De Lie skips San Remo to avoid Pogacar and Van der Poel - 'I wouldn’t stand a chance'
Arnaud De Lie has a full spring mapped out, from Omloop through Paris Roubaix, and one omission stands out: Milan San Remo is not on his programme again this year, not for lack of ambition, but because he does not think the race suits him right now or offers him a realistic shot at winning.

Speaking to HLN at the Volta ao Algarve the 23-year-old Belgium was clear in his reasoning to not show up at Milan-San Remo.
“Unless Pogačar and Van der Poel pull out sick five days beforehand,” De Lie said, “I’m not going.”
Pressed on the point, he doubled down. “I have to be realistic. With them at the start, I have no chance,” he said. “They ride the Cipressa a minute faster than the rest. For me, San Remo is a lost day. It’s pointless.”
De Lie rode Milan San Remo once before, in 2023, finishing 95th, just under six minutes down behind winner Mathieu van der Poel.
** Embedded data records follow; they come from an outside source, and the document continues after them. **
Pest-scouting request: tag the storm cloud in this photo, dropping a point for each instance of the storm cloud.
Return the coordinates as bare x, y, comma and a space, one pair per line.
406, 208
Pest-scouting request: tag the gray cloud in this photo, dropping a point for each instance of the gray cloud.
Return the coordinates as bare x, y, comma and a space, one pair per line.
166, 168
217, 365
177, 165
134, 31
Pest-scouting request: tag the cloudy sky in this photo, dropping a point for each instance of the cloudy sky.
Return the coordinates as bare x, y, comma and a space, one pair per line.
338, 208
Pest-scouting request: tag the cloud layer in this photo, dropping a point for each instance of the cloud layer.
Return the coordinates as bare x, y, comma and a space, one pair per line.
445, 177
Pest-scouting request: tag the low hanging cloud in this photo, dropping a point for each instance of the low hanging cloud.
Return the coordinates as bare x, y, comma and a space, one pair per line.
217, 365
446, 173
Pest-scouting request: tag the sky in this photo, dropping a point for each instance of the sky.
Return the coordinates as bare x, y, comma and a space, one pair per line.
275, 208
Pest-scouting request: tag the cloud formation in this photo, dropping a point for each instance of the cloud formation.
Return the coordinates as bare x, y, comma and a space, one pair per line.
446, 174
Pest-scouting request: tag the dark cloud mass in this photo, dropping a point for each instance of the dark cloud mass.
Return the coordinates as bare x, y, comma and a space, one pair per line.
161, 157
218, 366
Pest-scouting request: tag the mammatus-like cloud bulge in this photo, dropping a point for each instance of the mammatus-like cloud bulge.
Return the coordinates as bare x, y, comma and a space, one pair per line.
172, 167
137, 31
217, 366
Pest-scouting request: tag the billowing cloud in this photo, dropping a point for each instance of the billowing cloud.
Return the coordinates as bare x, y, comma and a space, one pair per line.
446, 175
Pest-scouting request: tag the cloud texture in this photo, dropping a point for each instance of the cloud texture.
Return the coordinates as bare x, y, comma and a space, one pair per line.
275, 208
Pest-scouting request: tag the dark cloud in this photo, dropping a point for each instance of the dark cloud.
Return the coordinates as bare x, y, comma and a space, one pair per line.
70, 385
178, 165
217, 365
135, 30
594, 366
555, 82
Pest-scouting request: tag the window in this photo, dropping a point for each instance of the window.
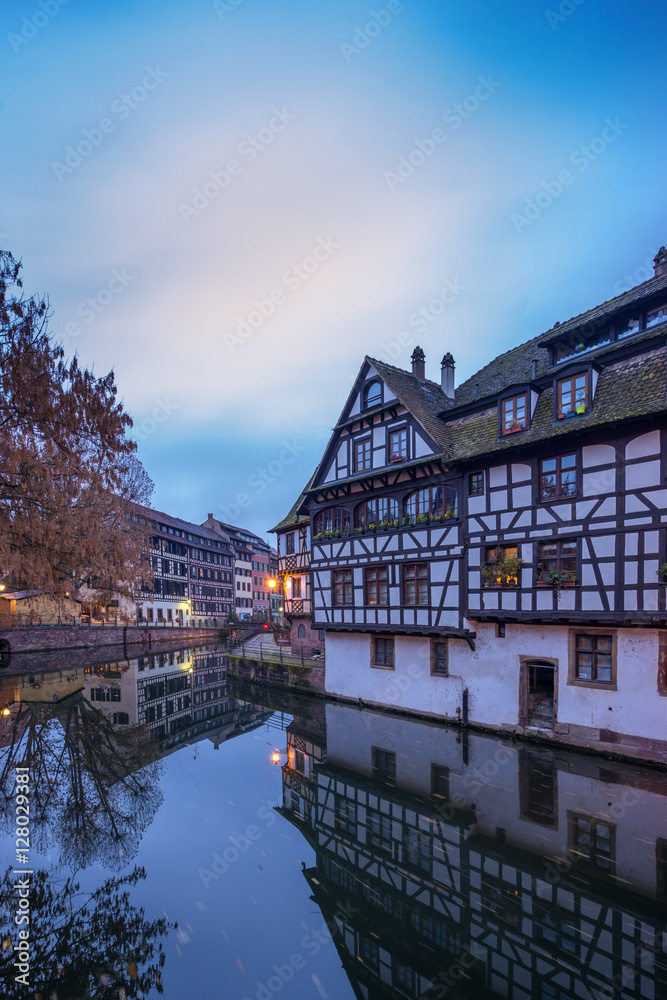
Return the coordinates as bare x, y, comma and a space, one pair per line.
557, 557
383, 765
656, 317
383, 653
440, 781
573, 395
439, 662
627, 327
335, 519
376, 585
343, 592
362, 455
592, 840
502, 566
382, 512
398, 445
415, 583
558, 477
372, 394
475, 484
593, 658
345, 816
433, 503
513, 414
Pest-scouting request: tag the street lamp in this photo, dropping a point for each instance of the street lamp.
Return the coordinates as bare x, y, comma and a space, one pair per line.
272, 584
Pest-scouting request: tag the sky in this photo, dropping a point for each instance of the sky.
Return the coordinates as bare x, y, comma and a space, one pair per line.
231, 203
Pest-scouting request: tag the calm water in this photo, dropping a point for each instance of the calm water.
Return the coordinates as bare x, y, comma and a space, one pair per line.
379, 857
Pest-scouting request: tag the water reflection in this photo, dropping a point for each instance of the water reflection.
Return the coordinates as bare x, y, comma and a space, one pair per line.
453, 864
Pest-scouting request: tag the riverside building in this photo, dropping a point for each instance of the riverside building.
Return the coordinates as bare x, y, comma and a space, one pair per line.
496, 552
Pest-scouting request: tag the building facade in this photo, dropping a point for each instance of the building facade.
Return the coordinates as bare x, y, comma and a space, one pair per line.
496, 552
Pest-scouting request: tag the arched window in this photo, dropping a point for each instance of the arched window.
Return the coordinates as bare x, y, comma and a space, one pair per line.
435, 503
381, 511
372, 394
335, 520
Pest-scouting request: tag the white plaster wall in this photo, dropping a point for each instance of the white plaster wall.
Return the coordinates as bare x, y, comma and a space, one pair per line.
492, 674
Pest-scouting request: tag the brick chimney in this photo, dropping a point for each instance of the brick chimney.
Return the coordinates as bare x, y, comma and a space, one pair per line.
447, 376
660, 262
418, 364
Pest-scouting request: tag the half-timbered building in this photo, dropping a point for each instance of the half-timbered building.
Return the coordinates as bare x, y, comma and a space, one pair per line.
497, 551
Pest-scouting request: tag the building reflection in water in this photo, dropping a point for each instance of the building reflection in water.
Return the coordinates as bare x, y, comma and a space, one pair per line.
93, 738
454, 864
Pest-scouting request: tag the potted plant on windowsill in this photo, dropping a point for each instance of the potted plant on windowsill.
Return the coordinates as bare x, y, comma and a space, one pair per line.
502, 572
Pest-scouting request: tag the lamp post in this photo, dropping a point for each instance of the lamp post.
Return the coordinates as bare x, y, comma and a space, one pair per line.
272, 584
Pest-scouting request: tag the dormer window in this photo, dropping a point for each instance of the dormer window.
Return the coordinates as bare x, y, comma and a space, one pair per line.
372, 395
514, 414
656, 317
628, 327
573, 395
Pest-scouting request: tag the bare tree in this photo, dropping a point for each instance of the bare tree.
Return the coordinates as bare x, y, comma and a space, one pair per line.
68, 470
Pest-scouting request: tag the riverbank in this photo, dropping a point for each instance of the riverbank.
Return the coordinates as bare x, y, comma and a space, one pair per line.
312, 681
51, 638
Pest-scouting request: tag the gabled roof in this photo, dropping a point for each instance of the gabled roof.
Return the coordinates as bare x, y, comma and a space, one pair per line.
424, 400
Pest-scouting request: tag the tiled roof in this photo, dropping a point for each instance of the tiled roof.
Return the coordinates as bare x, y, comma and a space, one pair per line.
636, 294
624, 390
424, 400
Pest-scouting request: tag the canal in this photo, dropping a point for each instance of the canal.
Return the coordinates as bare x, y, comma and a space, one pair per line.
196, 837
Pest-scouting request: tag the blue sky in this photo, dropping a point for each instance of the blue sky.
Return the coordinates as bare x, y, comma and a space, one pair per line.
232, 203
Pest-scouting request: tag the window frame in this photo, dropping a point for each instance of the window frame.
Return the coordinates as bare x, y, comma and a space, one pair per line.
559, 559
397, 456
475, 492
559, 497
571, 378
345, 583
379, 584
439, 641
576, 681
515, 427
426, 578
365, 405
365, 445
387, 644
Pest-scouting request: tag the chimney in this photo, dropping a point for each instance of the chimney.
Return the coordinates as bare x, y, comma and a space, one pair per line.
660, 262
418, 366
447, 376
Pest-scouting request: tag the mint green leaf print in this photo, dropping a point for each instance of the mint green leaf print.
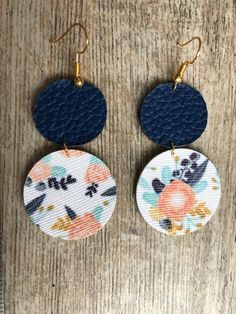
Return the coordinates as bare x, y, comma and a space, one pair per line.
97, 212
150, 198
166, 175
200, 186
58, 171
143, 183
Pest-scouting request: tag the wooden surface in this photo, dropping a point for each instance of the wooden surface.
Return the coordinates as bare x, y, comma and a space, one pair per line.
128, 267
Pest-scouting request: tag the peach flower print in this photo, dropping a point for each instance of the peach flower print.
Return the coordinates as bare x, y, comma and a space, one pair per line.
96, 173
72, 153
83, 226
176, 199
40, 171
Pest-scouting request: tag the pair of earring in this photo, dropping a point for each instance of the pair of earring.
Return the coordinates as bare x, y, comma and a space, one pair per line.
71, 194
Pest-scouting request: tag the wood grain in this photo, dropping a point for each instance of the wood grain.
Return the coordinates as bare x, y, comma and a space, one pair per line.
128, 267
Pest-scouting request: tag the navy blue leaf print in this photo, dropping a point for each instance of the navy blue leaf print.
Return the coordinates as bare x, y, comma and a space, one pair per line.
157, 185
70, 212
110, 192
197, 174
35, 204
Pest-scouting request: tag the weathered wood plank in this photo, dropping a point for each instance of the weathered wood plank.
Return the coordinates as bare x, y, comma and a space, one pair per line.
128, 267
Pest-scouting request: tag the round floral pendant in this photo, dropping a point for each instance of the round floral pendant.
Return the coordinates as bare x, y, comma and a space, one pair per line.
70, 194
178, 192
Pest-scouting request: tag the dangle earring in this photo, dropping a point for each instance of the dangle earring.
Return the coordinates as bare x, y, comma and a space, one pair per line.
179, 190
70, 194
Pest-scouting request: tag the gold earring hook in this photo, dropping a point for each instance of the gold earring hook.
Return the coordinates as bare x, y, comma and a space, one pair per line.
77, 80
179, 76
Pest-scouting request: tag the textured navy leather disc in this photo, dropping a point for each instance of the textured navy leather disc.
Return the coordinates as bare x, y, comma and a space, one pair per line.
66, 113
173, 117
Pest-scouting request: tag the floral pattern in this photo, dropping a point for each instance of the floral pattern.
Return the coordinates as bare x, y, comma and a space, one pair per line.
70, 194
178, 193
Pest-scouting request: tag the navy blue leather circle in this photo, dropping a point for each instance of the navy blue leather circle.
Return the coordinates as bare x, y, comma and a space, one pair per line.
173, 117
66, 113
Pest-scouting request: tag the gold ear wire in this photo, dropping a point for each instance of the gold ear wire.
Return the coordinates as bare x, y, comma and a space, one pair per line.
77, 80
179, 76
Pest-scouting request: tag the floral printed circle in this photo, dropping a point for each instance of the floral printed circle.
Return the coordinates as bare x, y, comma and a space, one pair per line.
178, 193
70, 194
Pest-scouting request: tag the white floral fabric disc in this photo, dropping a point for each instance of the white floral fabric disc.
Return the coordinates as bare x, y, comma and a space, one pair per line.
178, 192
70, 194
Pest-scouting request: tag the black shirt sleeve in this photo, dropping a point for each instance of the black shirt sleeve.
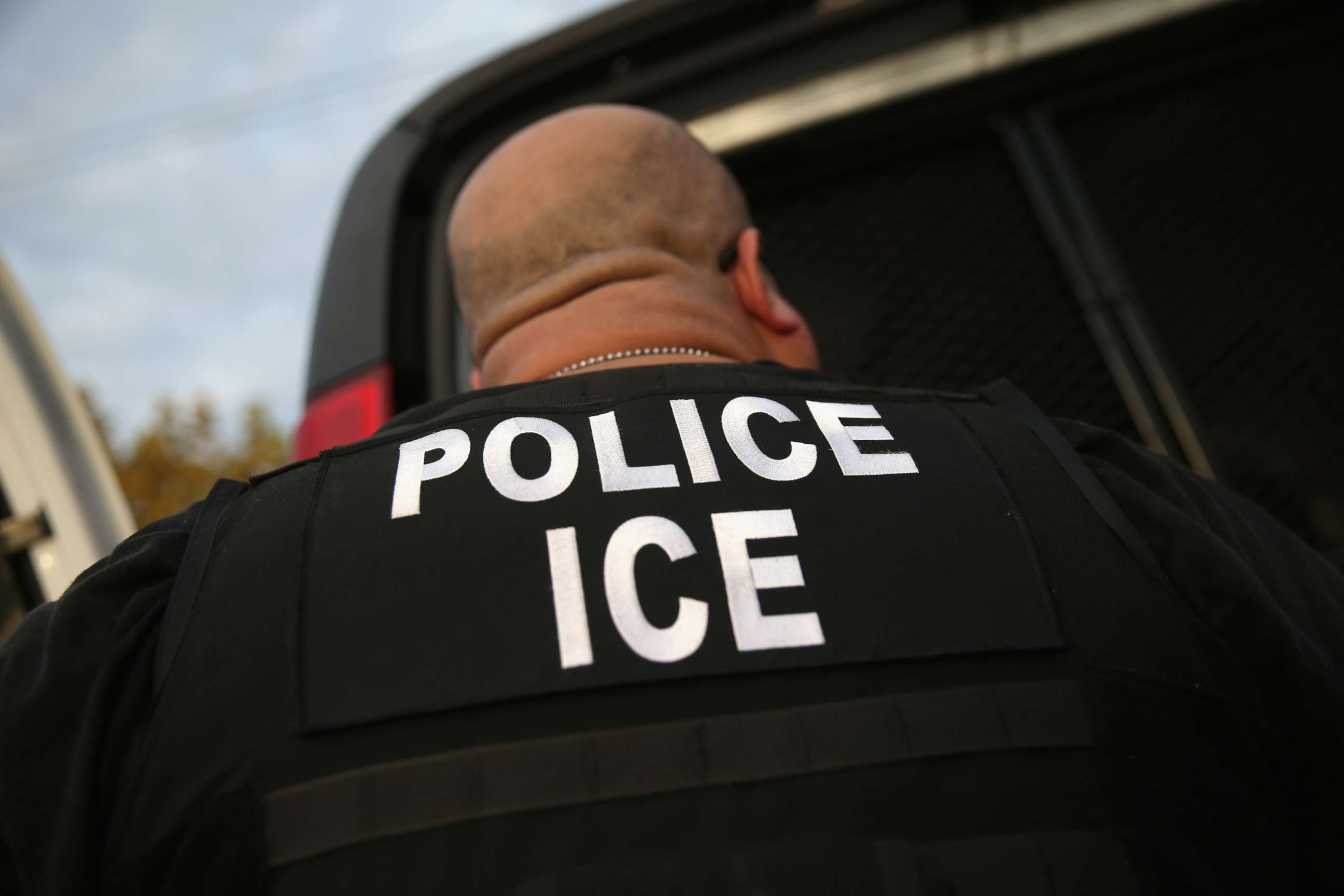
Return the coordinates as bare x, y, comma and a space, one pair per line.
1275, 605
74, 688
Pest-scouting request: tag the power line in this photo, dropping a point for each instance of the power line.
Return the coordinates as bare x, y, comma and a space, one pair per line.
222, 116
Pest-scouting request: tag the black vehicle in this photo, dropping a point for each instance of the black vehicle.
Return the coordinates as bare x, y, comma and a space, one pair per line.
1128, 207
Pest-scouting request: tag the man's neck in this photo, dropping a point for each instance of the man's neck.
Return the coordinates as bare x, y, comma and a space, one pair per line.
601, 328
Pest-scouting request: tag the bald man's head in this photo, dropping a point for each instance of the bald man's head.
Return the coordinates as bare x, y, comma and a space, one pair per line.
580, 199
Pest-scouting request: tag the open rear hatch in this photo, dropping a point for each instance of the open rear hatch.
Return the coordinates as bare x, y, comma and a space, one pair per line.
1128, 207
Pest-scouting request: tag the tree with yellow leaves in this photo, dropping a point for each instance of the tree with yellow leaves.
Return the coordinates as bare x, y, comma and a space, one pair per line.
176, 458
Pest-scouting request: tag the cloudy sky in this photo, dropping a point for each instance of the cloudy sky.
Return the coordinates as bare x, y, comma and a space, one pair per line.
170, 172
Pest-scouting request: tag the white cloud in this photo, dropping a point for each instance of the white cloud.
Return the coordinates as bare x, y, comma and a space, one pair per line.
191, 262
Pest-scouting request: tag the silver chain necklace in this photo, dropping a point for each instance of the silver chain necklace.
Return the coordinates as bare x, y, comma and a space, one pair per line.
634, 353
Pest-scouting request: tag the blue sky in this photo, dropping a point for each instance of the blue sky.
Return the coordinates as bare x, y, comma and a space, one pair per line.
170, 172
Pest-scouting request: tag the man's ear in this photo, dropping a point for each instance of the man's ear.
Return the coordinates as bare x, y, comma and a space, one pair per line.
756, 290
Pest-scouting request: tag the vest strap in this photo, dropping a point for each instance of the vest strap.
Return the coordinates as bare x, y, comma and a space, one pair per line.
428, 792
190, 576
1006, 395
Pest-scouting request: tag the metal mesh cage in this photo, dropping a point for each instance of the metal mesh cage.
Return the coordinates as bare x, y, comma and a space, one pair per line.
1224, 199
925, 267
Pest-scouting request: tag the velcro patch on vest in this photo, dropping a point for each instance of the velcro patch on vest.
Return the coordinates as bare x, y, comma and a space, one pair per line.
510, 555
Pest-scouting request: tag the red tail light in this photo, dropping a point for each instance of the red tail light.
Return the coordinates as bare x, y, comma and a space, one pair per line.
344, 413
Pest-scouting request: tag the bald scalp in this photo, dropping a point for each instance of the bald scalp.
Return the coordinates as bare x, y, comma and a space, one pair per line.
581, 191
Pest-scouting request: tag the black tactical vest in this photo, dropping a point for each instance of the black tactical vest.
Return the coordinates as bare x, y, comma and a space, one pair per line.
694, 629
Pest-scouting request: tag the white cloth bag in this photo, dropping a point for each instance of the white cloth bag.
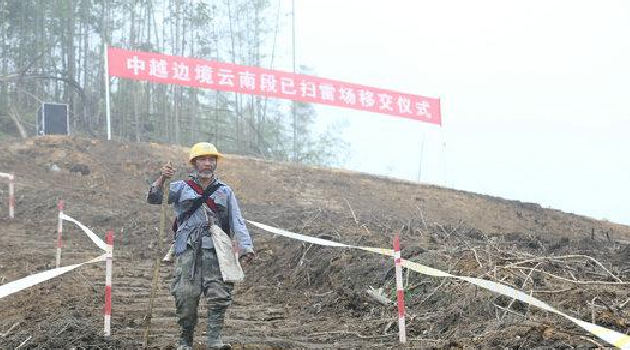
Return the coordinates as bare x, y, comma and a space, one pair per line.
228, 258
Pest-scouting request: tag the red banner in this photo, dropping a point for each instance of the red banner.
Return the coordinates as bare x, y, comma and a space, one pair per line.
207, 74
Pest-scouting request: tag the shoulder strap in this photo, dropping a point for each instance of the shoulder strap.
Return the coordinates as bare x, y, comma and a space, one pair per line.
205, 197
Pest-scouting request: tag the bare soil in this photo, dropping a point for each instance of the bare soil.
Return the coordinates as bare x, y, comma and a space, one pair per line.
298, 295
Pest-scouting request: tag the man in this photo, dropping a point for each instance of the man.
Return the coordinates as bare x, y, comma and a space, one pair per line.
196, 266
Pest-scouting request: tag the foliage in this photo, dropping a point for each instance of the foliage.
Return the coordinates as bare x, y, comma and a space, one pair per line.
52, 51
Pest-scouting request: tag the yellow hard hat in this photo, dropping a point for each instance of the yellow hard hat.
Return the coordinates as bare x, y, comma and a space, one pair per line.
203, 149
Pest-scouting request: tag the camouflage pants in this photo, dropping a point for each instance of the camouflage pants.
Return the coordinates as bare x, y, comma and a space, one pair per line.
187, 288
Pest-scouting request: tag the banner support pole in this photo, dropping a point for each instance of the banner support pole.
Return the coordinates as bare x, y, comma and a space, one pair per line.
106, 79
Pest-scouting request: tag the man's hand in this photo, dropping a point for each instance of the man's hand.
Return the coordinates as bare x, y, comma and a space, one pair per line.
168, 171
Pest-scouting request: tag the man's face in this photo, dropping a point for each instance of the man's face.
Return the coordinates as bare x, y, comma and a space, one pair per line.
206, 165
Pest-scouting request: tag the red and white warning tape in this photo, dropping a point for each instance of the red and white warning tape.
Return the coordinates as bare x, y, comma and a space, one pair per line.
612, 337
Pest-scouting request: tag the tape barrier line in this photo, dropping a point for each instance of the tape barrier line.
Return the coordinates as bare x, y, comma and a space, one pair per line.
612, 337
99, 242
31, 280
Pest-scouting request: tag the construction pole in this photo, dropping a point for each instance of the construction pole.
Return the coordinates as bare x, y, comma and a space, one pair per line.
106, 79
400, 291
293, 106
158, 260
59, 233
107, 309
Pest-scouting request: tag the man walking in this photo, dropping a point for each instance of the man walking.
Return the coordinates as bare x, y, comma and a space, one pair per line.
201, 202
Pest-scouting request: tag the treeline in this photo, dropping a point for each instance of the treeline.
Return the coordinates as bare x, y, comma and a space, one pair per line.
53, 51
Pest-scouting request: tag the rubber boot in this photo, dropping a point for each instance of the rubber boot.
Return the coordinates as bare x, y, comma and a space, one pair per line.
215, 328
170, 255
186, 341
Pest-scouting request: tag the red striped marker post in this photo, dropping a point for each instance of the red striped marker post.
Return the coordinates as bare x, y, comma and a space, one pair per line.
59, 229
401, 291
11, 178
11, 196
107, 310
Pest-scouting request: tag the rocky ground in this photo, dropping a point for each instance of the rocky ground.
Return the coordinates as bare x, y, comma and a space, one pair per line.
298, 295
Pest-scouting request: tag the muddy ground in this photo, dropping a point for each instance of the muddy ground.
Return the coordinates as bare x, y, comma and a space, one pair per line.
298, 295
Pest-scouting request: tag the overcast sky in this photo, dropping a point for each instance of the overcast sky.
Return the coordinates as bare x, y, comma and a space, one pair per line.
535, 94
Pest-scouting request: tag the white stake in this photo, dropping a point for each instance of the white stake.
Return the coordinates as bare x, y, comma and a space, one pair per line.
401, 291
107, 310
59, 229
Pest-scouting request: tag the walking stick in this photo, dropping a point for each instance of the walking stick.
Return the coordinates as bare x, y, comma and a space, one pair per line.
158, 260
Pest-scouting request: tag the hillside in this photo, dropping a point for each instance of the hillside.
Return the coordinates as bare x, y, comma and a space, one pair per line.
299, 295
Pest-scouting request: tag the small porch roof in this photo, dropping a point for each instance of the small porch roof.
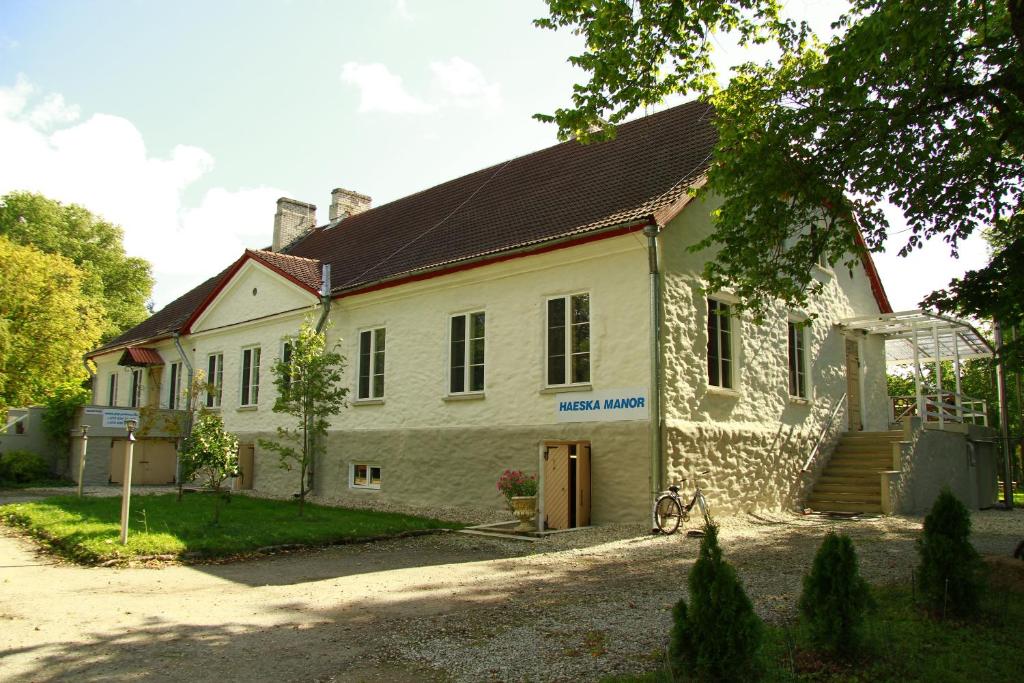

Since then, however, the race has tilted sharply in favour of the sport’s two most explosive forces, Tadej Pogačar and Mathieu van der Poel. Their repeated accelerations on the Cipressa and Poggio have redrawn the parameters of what is possible in the season’s longest Monument.
A top ten, De Lie said, would be “nice” but not especially useful. He would rather chase a win elsewhere than spend a full day fighting for survival in a race he expects to be blown apart long before the Via Roma.
“Right now I get more pleasure from a win, like two days earlier in GP Denain,” he said.
Could he return to San Remo later in his career? He did not rule it out, but he did not romanticise it either.
“Maybe one day,” he said. “Everything in its time. And if it never happens again, I won’t die from it. There are worse things in life.”
After a turbulent 2025, De Lie will centre his 2026 spring on the Cobbled Classics. Beyond April, his calendar points toward the Tour de Wallonie, now held in June, followed by what would be his third Tour de France. Later in the season, he is also targeting selection for the World Championships in Montreal.
“I’ve only done one Worlds in my career, and it will be very tough, but I always ride well in Canada,” said De Lie to Sporza, winner of the Grand Prix de Montréal in 2023.